Analyst Ratings February 10, 2026

Brean Capital starts coverage of ArcBest with Buy call, sets $97.50 target

Broker highlights above‑peer profitability metrics even as shares trade above the new target and technicals show overbought conditions

By Sofia Navarro ARCB
Brean Capital starts coverage of ArcBest with Buy call, sets $97.50 target
ARCB

Brean Capital has opened coverage of ArcBest Corp (NASDAQ: ARCB) with a Buy rating and a price target of $97.50. The firm's initiation emphasizes ArcBest's superior return on assets and operating cash generation versus regional banking peers, but the stock is trading above the assigned target and shows overbought momentum indicators.

Key Points

  • Brean Capital initiated coverage on ArcBest with a Buy rating and a $97.50 price target while the stock traded at $106.73.
  • Brean highlighted ArcBest’s ROA above 1.50%, PPNR ROA above 2.10% (about 50 basis points higher than peers) and a 7% cash return on invested capital LTM.
  • Recent fourth-quarter 2025 results showed adjusted EPS of $0.36 (below $0.42 expected) and revenue of $973 million (above $968.1 million), prompting mixed analyst target adjustments.

Brean Capital has initiated coverage on ArcBest Corp (NASDAQ: ARCB), assigning a Buy rating and establishing a price target of $97.50. At the time of the initiation the share price was trading at $106.73, above Brean’s stated target.

According to InvestingPro data cited by the firm, the shares sit near their assessed Fair Value while momentum indicators point to overbought territory, with the relative strength index signaling elevated near-term buying pressure.

The coverage follows Brean Capital’s January 30th acquisition of Janney Montgomery Scott’s Banking and Insurance capital markets teams. In its initiation report, Brean underscored ArcBest’s standing among mid-cap banks and singled out several profitability measures.

Brean noted that ArcBest’s return on assets (ROA) is above 1.50%, outpacing the S&P Regional Bank benchmark median consensus of 1.25% for 2026. The firm also highlighted pre-provision net revenue (PPNR) ROA - defined as operating cash flow-to-average assets - which Brean says exceeds 2.10%, roughly 50 basis points higher than peer averages. That operating cash generation is accompanied by a cash return on invested capital of 7% on a last-twelve-months basis.

Brean argued those profitability advantages could justify a re-rating: the firm suggested ArcBest may warrant a premium on price-to-earnings multiples for 2026 and 2027 and a stronger deposit-based valuation. Brean also noted the potential for historic valuation norms to be reset given the combination of high profitability and compound growth in earnings per share and retained capital.

Market performance to date supports a degree of momentum: ArcBest has returned 53.55% over the past six months. Brean’s initiation, however, also flagged a relatively weak gross profit margin of 7.79% even as price performance has been robust.


Recent quarterly results and analyst responses provide a mixed backdrop. ArcBest reported fourth-quarter 2025 adjusted earnings per share of $0.36, missing an expectation of $0.42, while revenue of $973 million modestly surpassed the anticipated $968.1 million.

Analysts have reacted differently to the earnings print. Jefferies raised its price target for the company to $110, citing stronger-than-anticipated margins and improved Asset-Based operating ratio performance. Stifel trimmed its price target to $94 but maintained a Buy rating following the EPS miss.
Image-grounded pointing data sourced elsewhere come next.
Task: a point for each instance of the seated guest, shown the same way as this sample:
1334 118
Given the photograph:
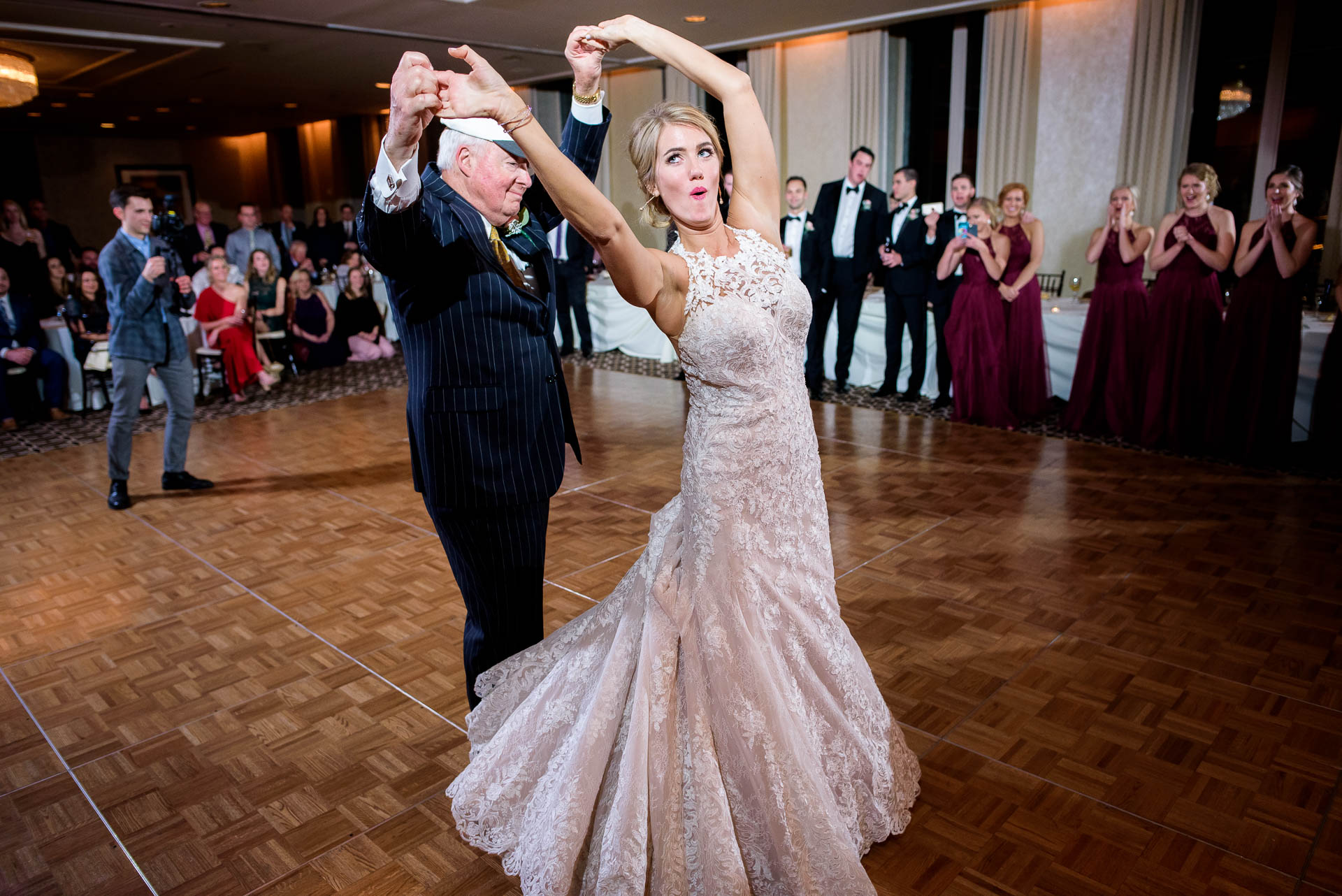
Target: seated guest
201 238
313 326
201 280
222 310
349 259
54 291
22 251
286 230
360 321
86 315
297 258
57 236
250 236
20 347
324 238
Wells Fargo raised its price target to $85, pointing to improved Asset-Based volume and margin trends, and also revised its first-quarter 2026 earnings estimate to $0.16 per share from a prior forecast of negative $0.09.

These analyst moves reflect divergent interpretations of ArcBest’s recent results and forward trajectory, with some firms placing more weight on margin improvement and operating-ratio performance and others reacting to the earnings shortfall.


Investors assessing ArcBest will be weighing the firm-level metrics Brean highlighted - ROA, PPNR ROA and cash ROIC - against the present share price that sits above Brean’s target and short-term technicals that signal overbought conditions. The balance of analyst target adjustments following the company’s fourth-quarter report underscores the differing views on how operating trends will translate into future earnings and valuation.

Risks

  • The stock is trading above Brean’s price target and technical indicators show overbought conditions, introducing short-term downside risk - impacts equity investors and trading strategies.
  • ArcBest reported an adjusted earnings-per-share shortfall in Q4 2025, which some analysts interpreted negatively, creating earnings-execution risk for valuation-sensitive investors - impacts bank/regional financial sector and earnings-driven valuations.
  • Divergent analyst responses to the quarter underscore uncertainty about whether margin and volume trends will sustain, posing forecasting risk for earnings and multiples - impacts rates-sensitive and deposit-based valuation models.